De inrichting van de kerk is na de oorlog geheel gewijzigd, mede door oorlogsschade. Het meubilair is vervangen en er is een galerij aan de ingangszijde ingebouwd. Mogelijk vond men de kerk te donker en is daarom bij de aanzet van het gewelf een rij liggende glas in lood ramen aangebracht. In 1948 bracht de firma de Nooy en Zn acht glas-in-loodramen aan die door hun glazenier Q. Bakker zijn ontworpen.

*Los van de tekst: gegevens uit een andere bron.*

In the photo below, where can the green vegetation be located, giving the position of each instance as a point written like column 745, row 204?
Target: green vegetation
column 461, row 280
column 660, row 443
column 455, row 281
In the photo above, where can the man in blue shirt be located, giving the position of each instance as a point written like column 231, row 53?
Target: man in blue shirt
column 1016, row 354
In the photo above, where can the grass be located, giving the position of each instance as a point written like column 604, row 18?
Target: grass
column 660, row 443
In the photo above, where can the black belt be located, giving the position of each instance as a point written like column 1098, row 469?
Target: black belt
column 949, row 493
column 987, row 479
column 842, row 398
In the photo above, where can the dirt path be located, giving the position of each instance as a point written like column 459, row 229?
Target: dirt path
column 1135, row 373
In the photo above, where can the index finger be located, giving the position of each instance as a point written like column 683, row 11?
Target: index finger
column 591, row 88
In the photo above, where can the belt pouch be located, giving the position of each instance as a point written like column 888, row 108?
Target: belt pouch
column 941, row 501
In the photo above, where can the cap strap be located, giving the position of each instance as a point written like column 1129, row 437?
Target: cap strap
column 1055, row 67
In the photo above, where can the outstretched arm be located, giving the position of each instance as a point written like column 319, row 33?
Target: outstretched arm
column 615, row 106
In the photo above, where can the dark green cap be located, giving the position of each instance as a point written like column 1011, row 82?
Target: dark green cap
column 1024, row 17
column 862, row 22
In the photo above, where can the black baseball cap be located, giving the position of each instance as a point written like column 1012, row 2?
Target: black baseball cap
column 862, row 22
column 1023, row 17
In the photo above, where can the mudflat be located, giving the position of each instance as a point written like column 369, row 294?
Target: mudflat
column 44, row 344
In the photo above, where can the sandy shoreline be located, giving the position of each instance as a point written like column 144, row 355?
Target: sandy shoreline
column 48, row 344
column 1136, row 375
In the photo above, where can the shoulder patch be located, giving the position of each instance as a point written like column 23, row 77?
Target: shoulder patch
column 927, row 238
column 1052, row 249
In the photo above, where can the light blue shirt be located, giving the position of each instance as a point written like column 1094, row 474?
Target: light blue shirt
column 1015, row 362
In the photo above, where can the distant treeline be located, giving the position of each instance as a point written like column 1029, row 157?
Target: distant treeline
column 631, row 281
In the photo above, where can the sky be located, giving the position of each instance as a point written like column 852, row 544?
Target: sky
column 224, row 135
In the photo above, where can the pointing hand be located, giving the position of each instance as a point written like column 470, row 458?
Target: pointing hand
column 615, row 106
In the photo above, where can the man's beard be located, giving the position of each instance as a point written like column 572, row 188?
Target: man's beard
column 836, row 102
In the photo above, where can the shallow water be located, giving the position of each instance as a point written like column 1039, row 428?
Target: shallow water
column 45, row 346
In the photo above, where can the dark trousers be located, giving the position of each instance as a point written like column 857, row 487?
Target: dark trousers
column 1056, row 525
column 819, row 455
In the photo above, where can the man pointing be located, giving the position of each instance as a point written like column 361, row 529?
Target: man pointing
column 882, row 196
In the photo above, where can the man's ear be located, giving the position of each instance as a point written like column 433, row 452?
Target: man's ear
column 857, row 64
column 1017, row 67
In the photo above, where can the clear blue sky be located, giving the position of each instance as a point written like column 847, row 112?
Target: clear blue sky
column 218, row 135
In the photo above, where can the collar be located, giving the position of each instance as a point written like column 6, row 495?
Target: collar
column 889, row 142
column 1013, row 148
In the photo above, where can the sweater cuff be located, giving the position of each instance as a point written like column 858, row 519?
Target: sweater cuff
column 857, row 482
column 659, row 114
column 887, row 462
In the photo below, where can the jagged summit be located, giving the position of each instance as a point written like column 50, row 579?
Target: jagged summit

Zeven taferelen zijn gebaseerd op de scheppingsdagen. Vermoedelijk stamt ook het overige, abstracte, glas in lood, uit die tijd. Op basis van genoemde historische interieurfoto waren de oorspronkelijke ramen totaal anders en bevatten zij geen voorstellingen maar slechts hier en daar gekleurde vierkantjes. De ramen waren zodoende min of meer gelijk aan de ramen die Reitsma in de Oosterkerk in Kollum (Friesland) aanbracht Kollum, Oostenburgstraat 1 - Oosterkerk.
Ramen van Q. Bakker
Dag 1 God scheidde licht en duisternis. Het licht noemde hij dag, de duisternis noemde hij nacht.
Dag 2 God schiep het hemelgewelf, het uitspansel, dat de watermassa onder het gewelf scheidde van het water erboven.
Dag 3 God liet het water samenvloeien. Het droge noemde hij aarde, het samengestroomde water noemde hij zee. Voorts liet God zaadvormende planten en bomen ontkiemen.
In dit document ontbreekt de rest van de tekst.